As another example, hazard index estimates associated with the soil ingestion pathway may warrant a higher sense of urgency for arsenic than thallium due to the large differences in uncertainty in the toxicity values for the two chemicals. The oral RfD for arsenic from the Tier 1 source (USEPA 1993a) is based on human chronic oral exposure studies and has a very low uncertainty factor (3), whereas the oral RfD for thallium from the Tier 2 source (USEPA 2012g) is a provisional screening value based on a 90-day rat oral exposure study and has a very high uncertainty factor (3000). The PPRTV derivation document for thallium (USEPA 2012g)  states the following:

The conclusion reached in the IRIS Toxicological Review of Thallium and Compounds (USEPA 2009a) was that the available toxicity database for thallium contains studies that are generally of poor quality…However, Appendix A of this document contains Screening Values (screening subchronic and chronic p-RfD) that may be useful in certain instances.

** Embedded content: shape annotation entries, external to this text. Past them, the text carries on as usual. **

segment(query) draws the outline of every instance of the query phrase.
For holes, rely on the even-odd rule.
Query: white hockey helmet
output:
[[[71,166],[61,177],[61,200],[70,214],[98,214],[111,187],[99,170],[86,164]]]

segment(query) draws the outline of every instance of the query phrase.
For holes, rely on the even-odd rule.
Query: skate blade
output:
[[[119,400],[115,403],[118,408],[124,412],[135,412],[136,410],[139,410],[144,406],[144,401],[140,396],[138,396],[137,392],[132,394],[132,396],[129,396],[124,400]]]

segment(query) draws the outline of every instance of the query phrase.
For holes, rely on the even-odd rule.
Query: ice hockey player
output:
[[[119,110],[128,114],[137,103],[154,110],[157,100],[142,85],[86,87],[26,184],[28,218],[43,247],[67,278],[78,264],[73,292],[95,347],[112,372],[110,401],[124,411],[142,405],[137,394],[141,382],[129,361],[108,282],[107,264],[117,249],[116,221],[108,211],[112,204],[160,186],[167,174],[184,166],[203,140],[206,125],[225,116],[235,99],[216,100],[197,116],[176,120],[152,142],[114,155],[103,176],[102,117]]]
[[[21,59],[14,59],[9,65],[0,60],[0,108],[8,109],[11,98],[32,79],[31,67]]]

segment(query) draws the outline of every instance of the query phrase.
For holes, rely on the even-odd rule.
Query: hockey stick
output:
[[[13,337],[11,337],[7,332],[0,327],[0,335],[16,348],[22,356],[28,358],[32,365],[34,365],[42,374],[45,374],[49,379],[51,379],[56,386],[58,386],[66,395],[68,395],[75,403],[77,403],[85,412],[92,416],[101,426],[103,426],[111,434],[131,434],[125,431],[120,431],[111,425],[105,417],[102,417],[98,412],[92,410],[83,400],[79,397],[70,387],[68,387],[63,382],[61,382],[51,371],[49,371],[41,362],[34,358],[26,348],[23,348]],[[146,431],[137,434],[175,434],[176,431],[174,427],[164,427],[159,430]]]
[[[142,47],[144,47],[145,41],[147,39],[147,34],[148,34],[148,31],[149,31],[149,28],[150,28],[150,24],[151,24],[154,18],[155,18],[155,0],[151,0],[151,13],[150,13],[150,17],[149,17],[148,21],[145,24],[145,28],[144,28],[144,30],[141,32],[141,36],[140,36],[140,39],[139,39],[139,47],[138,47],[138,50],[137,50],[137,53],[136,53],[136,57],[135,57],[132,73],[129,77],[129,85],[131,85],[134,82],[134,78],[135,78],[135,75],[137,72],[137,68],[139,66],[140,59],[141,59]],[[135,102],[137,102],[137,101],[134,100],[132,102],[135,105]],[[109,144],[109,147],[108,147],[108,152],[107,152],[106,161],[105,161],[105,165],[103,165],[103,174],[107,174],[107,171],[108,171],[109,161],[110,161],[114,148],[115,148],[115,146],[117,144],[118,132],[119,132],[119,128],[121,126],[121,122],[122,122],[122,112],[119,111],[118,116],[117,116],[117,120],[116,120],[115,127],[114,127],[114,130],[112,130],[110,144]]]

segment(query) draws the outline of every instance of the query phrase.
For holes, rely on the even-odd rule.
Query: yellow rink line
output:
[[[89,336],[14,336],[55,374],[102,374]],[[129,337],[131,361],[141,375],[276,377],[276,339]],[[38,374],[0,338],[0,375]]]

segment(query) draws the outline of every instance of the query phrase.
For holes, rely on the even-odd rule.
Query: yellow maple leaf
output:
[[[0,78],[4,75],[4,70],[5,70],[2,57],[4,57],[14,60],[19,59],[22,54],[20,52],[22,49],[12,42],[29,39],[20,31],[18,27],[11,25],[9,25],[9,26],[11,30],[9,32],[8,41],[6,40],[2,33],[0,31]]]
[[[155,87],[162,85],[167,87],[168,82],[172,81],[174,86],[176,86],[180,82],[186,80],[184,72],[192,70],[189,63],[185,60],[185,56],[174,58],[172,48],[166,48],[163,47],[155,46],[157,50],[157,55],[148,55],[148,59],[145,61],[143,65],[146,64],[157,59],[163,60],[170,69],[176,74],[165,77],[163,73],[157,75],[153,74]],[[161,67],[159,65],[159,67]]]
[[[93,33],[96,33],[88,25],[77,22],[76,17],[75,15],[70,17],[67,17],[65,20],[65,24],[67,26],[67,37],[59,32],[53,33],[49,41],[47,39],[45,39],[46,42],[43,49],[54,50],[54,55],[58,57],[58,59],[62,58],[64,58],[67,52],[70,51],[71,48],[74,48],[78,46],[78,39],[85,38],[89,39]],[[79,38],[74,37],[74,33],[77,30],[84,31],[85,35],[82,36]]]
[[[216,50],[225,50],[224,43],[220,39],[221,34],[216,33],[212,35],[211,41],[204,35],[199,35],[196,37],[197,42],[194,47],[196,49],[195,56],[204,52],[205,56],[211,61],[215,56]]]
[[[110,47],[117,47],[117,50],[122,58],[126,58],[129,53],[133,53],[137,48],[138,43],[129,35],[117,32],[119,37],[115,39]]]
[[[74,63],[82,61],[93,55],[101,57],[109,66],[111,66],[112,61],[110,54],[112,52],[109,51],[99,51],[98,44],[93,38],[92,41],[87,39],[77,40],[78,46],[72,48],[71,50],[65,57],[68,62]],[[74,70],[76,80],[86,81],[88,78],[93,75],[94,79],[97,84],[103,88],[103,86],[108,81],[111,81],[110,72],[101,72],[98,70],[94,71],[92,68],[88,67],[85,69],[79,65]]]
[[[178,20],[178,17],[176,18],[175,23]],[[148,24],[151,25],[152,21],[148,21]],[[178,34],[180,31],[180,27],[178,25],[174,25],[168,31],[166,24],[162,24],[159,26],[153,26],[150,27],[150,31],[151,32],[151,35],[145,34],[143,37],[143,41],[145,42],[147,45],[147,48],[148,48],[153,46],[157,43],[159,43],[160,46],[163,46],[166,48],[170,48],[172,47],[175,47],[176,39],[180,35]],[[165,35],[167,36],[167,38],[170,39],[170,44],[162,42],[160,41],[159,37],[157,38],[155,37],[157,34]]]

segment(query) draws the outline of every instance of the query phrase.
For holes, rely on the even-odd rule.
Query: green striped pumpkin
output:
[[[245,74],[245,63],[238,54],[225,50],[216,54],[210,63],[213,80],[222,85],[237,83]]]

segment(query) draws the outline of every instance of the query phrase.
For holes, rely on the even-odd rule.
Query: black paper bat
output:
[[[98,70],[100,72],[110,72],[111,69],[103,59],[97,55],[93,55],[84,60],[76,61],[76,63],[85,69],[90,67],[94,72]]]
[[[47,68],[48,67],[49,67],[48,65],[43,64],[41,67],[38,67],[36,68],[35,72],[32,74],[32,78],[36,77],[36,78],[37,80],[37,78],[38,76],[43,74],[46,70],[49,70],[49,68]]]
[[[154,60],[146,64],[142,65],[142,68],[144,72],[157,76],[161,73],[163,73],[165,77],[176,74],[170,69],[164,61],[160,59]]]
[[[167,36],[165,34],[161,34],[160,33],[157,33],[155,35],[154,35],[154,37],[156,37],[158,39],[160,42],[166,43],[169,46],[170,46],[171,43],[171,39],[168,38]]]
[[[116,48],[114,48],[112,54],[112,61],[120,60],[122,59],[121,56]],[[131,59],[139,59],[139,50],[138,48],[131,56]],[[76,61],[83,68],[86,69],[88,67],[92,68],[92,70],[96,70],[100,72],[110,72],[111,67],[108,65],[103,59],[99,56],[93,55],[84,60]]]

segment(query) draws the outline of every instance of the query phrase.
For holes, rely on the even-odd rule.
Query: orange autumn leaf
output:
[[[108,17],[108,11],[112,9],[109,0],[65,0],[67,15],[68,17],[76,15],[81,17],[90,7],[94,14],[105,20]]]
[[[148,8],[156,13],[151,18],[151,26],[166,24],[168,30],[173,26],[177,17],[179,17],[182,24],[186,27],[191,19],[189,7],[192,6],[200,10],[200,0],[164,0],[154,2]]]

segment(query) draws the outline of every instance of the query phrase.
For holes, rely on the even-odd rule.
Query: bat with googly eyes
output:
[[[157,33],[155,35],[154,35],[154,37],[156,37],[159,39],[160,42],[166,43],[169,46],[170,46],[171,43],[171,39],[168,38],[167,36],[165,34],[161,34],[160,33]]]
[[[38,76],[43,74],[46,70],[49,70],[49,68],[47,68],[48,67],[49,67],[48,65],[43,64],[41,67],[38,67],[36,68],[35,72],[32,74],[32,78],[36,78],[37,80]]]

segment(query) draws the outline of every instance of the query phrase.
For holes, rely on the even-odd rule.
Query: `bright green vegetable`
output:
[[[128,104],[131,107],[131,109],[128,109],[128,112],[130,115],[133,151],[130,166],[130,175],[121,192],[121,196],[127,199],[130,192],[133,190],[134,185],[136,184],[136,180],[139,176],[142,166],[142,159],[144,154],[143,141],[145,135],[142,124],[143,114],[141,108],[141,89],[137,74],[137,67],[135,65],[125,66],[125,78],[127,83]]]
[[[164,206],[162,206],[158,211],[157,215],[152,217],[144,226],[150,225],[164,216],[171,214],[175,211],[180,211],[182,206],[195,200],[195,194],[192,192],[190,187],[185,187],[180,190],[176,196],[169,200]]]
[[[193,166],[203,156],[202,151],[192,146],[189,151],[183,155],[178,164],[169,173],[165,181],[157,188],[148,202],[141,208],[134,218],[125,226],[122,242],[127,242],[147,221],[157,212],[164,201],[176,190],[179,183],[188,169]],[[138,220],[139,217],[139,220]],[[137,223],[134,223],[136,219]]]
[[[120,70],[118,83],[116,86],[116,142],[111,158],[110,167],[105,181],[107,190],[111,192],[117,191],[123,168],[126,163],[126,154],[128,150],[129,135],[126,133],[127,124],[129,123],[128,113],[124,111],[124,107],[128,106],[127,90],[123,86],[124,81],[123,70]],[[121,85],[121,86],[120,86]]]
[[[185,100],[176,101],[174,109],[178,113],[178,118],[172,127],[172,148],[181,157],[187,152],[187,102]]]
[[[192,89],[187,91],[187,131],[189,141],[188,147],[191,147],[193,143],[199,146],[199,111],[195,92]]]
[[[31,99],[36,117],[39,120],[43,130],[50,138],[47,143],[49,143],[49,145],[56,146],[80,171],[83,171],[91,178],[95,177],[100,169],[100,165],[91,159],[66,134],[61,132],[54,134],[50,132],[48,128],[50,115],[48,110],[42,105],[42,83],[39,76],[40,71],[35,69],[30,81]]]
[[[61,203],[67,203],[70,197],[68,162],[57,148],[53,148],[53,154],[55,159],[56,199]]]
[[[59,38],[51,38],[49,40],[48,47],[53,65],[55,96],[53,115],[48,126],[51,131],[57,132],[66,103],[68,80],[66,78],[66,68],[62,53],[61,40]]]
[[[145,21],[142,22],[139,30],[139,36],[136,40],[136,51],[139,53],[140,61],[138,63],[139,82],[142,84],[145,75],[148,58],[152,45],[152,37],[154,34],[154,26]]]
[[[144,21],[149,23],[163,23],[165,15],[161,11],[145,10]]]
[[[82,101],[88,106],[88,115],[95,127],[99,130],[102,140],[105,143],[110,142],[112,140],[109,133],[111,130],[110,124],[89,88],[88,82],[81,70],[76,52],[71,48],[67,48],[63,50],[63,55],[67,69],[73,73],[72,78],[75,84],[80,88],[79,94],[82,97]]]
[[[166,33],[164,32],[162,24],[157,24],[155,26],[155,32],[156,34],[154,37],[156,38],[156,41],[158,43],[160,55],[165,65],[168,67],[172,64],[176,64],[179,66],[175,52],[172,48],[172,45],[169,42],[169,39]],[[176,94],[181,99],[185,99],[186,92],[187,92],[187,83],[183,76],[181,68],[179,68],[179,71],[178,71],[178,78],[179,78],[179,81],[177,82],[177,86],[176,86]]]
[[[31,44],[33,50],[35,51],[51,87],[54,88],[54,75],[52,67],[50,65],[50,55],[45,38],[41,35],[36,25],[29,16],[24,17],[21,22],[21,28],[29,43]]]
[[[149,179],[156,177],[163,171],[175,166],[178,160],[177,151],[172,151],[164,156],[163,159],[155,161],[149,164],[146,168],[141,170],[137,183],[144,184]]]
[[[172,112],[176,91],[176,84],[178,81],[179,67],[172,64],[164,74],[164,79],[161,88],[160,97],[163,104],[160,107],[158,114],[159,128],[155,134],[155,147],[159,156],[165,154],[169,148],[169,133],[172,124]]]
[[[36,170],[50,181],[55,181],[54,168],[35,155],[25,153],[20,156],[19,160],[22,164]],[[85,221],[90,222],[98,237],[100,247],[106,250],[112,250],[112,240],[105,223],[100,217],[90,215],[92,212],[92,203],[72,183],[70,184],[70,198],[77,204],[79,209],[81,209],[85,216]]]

5.2.1.1 Option – Review the Risk Characterization to Obtain Uncertainty Information for Chemicals Having the Most Influence on the Risk Estimates

The uncertainty information for the toxicity assessment can be obtained from the last step of the risk assessment (see Chapter 7), which should include the risk estimates for the site and a discussion of the overall uncertainties associated with the risk estimates. In addition, if risk estimates exceed agency-acceptable levels, a discussion of the uncertainties in the toxicity values for the risk-driving chemicals should also be presented in the risk characterizationThe risk characterization integrates information from the preceding components of the risk assessment and synthesizes an overall conclusion about risk that is complete, informative and useful for decision makers (USEPA 2000c).. Section 8.4.2 of USEPA's 1989 guidance (USEPA 1989a) presents the recommended types of uncertainty information to be included in the risk characterization section. Page 8-24 of the USEPA guidance (USEPA 1989a) provides a checklist of the uncertainties that apply to most toxicity assessments.

5.2.1.2 Option – Review Uncertainty Information in the Toxicity Assessment Section of the Risk Assessment

The uncertainty information for the toxicity assessment can be obtained from the toxicity assessment section of the risk assessment, which should cross-reference the specific tables containing the toxicity values for the chemicals evaluated in the risk assessment, including the weight-of-evidence classification for carcinogens and the uncertainty factors for noncarcinogenic toxicity values. When using this information, focus on the chemicals (and toxicity values, cancer classifications, and uncertainty factors) having the most influence on the risk estimates.

5.2.1.3 Option – Consult a Risk Assessor or Toxicologist

If the risk characterization and the toxicity assessment sections do not include uncertainty information associated with the toxicity of chemicals having the most influence on the risk estimates, or if it is unclear where the uncertainty information is, consult with a risk assessor or toxicologist.